The Obama administration has rebutted Sen. Tom Coburn’s list of projects he considers questionable stimulus spending with a list of its own. The New York Times reports: about 20 it categorized as “false,” about a dozen as “misleading”—and for about 16, the Times considers the administration’s response to be “’so what’ or simply, yes, that’s what the money was intended for.” About forty, though, are under review. An Obama spokesperson admitted that among the more than 20,000 projects approved so far, “there are bound to be some mistakes,” but retorted that “much of this seems to be little more than an objection to the Recovery Act itself.”

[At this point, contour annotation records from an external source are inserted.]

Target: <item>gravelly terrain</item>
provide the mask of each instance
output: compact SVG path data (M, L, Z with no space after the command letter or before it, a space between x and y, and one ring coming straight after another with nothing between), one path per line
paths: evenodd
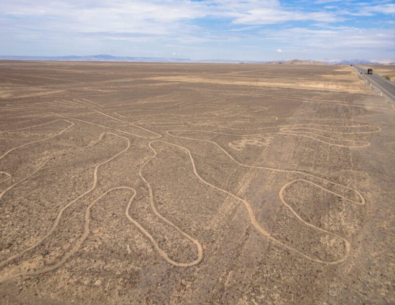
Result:
M395 110L364 86L0 61L0 303L394 304Z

Another day, another prognostication: This time, a group of bankers says that the recession will end in the third quarter of 2009, according to Bloomberg. The advisory group of the American Bankers Association forecasts a growth in consumer spending, and steadily low interest rates until the end of 2010. The New York Times notes that new home construction saw a 17.2 percent increase. Still experts tell the Times that this doesn’t indicate that recovery is afoot. “While these levels of construction could mark a bottom, they are not likely to be the start of a turnaround, some experts said. ‘There’s a real possibility they will just stall at a low level,’ said Kenneth Simonson, chief economist of the Associated General Contractors of America. ‘If the recent jump in interest rates is sustained, that could choke off buyer enthusiasm for new homes.’”

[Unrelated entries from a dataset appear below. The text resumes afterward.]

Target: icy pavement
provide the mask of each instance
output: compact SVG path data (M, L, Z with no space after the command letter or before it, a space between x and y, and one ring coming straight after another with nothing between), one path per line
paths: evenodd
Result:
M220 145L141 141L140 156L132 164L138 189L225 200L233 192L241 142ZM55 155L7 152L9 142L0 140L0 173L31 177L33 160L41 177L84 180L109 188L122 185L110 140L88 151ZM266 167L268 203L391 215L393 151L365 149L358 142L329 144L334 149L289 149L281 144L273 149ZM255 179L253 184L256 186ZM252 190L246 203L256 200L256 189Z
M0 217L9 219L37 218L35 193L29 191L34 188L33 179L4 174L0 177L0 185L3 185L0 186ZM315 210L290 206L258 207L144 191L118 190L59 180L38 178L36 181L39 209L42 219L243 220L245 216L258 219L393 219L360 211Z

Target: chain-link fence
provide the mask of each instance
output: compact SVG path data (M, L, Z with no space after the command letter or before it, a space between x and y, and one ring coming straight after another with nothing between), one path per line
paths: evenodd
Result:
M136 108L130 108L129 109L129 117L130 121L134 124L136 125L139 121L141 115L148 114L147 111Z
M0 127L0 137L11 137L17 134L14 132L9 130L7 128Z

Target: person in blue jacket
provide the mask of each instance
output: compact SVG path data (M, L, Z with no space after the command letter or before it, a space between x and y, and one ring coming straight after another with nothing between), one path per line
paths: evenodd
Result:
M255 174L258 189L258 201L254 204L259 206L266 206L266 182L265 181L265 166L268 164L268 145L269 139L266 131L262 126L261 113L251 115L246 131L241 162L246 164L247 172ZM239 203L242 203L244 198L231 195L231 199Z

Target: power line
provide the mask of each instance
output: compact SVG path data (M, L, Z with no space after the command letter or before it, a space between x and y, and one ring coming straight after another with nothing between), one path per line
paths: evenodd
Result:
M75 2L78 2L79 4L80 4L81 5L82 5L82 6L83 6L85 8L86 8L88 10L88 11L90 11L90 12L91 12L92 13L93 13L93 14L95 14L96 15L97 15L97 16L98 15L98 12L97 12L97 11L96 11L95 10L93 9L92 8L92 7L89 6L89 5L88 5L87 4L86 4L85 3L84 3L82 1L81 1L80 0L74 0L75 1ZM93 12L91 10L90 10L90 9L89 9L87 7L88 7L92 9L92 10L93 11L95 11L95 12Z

USAToday gives voice to an AARP report that looks at how Baby Boomers will have to work for longer, save more, and spend less, in order to “reach any semblance” of the retirement they once imagined. According to AARP numbers, 35 percent of those between the ages of 45 and 54 have stopped putting money away into their 401(k), IRA or other retirement accounts, 25 percent said they’ve prematurely withdrawn funds from those retirement accounts, and 24 percent have postponed plans to retire. But there may even be a silver lining for seniors who rethink retirement: they’re still healthy enough to keep working. USA Today also covers on a State Department report which finds that human trafficking has increased 30 percent during the global recession.

On the flip side, however, the Los Angeles Times finds that the “pet business is booming” despite the recession. Humans are expected to spend more than $51.6 billion on their pets.

Reuters, meanwhile, reports that the U.S. has only spent one percent of the $15 billion in stimulus funding that is available for transportation. According to a spokesperson for the American Association of State Highway and Transportation Officials, the national focus on placing road repair projects in economically distressed areas is putting more pressure on the timeline to approve projects and get money to states—as is states’ scrambling to find money in their budgets to pay for projects (which are funded by way of reimbursements) upfront.

A new survey by the Brookings Institution finds that Omaha is weathering the recession better than many other cities around the country. Omaha ranks tenth among the strongest cities; “San Antonio, Oklahoma City and Houston ranked 1-2-3.” Omaha’s strong insurance industry and its diverse economy may be part of the explanation: “Omaha, the nation’s 60th-largest metro, also has strength in information technology (consider First Data, PayPal, Google, Yahoo and other data centers), transportation (Union Pacific Railroad), health care (regional hospitals that draw from a wide area), education (two sizable universities and two medical centers) and government (Offutt Air Force Base) — all employment sectors that nationally have been spared massive job losses.” The city’s unemployment is 5.1 percent, according to the Omaha World-Herald.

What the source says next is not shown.